Before the ink has dried on the government’s decision to approve connecting the electricity grids of Cyprus and Greece, the first warnings of its immense cost was made as the government spokesman defended the move.

Chairman of the House energy committee Kyriakos Hadjiyiannis said the move approved by the cabinet for participation in the Great Sea Interconnector (GSI) will cost 500,000 consumers €17 per month or €200 per year, while Cyprus will pay €105 million on average annually for the next 35 years.

Hadjiyiannis told Alpha that these calculations did not change with the government’s decision.

But government spokesman Konstantinos Letymbiotis said Hadjiyiannis had applauded the project a couple of years ago, even saying it was of “strategic importance”.

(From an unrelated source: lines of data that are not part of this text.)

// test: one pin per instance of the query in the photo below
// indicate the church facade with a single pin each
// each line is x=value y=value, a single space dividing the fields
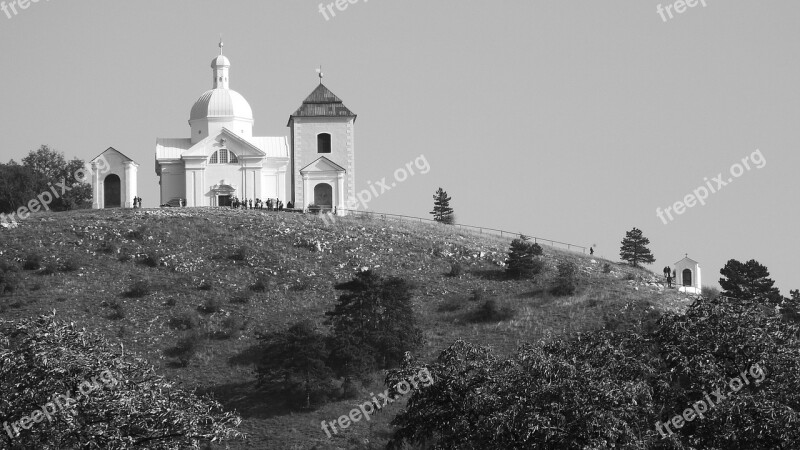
x=222 y=160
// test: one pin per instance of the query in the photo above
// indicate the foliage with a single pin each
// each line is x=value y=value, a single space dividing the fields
x=634 y=248
x=607 y=389
x=522 y=261
x=294 y=362
x=372 y=321
x=490 y=311
x=45 y=357
x=442 y=212
x=748 y=281
x=566 y=280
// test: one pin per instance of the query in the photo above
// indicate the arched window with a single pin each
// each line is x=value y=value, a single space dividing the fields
x=323 y=143
x=223 y=156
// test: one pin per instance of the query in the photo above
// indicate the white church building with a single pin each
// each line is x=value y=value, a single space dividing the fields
x=222 y=159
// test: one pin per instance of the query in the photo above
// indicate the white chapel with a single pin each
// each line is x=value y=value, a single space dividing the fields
x=222 y=159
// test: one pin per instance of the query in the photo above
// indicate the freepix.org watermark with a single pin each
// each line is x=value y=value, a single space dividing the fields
x=680 y=7
x=367 y=195
x=341 y=5
x=57 y=189
x=59 y=403
x=700 y=195
x=11 y=7
x=699 y=408
x=366 y=409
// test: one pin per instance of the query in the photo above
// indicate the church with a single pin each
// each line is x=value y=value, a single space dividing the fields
x=222 y=160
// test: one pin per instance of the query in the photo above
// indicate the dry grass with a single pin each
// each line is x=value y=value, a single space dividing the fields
x=277 y=254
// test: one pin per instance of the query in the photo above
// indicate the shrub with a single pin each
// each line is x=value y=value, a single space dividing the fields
x=117 y=311
x=210 y=305
x=451 y=304
x=490 y=311
x=240 y=254
x=32 y=262
x=152 y=260
x=262 y=284
x=70 y=265
x=456 y=269
x=139 y=289
x=185 y=320
x=242 y=297
x=566 y=282
x=232 y=327
x=522 y=261
x=49 y=269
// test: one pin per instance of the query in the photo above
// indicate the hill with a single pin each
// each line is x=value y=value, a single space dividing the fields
x=141 y=277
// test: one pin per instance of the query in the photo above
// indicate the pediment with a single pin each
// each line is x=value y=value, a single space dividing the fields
x=233 y=142
x=322 y=164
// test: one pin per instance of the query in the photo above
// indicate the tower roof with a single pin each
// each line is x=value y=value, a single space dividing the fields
x=323 y=103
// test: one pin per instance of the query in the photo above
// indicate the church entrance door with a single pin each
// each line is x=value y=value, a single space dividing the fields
x=112 y=192
x=323 y=195
x=687 y=277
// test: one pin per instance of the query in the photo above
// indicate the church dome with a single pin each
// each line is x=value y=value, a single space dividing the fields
x=221 y=103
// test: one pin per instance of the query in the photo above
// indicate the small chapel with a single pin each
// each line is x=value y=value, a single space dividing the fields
x=222 y=160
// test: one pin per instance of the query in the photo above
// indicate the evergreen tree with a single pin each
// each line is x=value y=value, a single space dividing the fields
x=522 y=262
x=634 y=248
x=442 y=212
x=748 y=281
x=294 y=361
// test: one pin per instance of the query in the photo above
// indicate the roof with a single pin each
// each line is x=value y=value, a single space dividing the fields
x=111 y=149
x=169 y=148
x=221 y=102
x=323 y=103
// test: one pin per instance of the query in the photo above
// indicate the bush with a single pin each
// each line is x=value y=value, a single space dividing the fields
x=49 y=269
x=262 y=284
x=117 y=311
x=242 y=297
x=139 y=289
x=456 y=269
x=451 y=304
x=32 y=262
x=185 y=320
x=489 y=311
x=522 y=261
x=70 y=265
x=210 y=306
x=566 y=280
x=240 y=254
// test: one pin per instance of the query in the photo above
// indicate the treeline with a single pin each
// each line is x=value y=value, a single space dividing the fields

He added that “Hadjiyiannis does not have all the data before him [and] he is sky-rocketing the cost of the construction by 30 to 40 per cent.”

“It is self-evident that lifting the energy isolation of our country will help and relieve the Cypriot consumers,” the spokesman said.

He also assured that there would be no increases on electricity bills during the construction period and that by its completion the cost of electricity would drop by 40 per cent.

Meanwhile, former Disy president Averof Neophytou lashed out at President Nikos Christodoulides, asking if he could clearly say when the project would finally be completed and how much it would cost the taxpayers.

He said the president, speaking on Sigma TV, avoided replying directly to questions and turned the interview into a coffeeshop chat.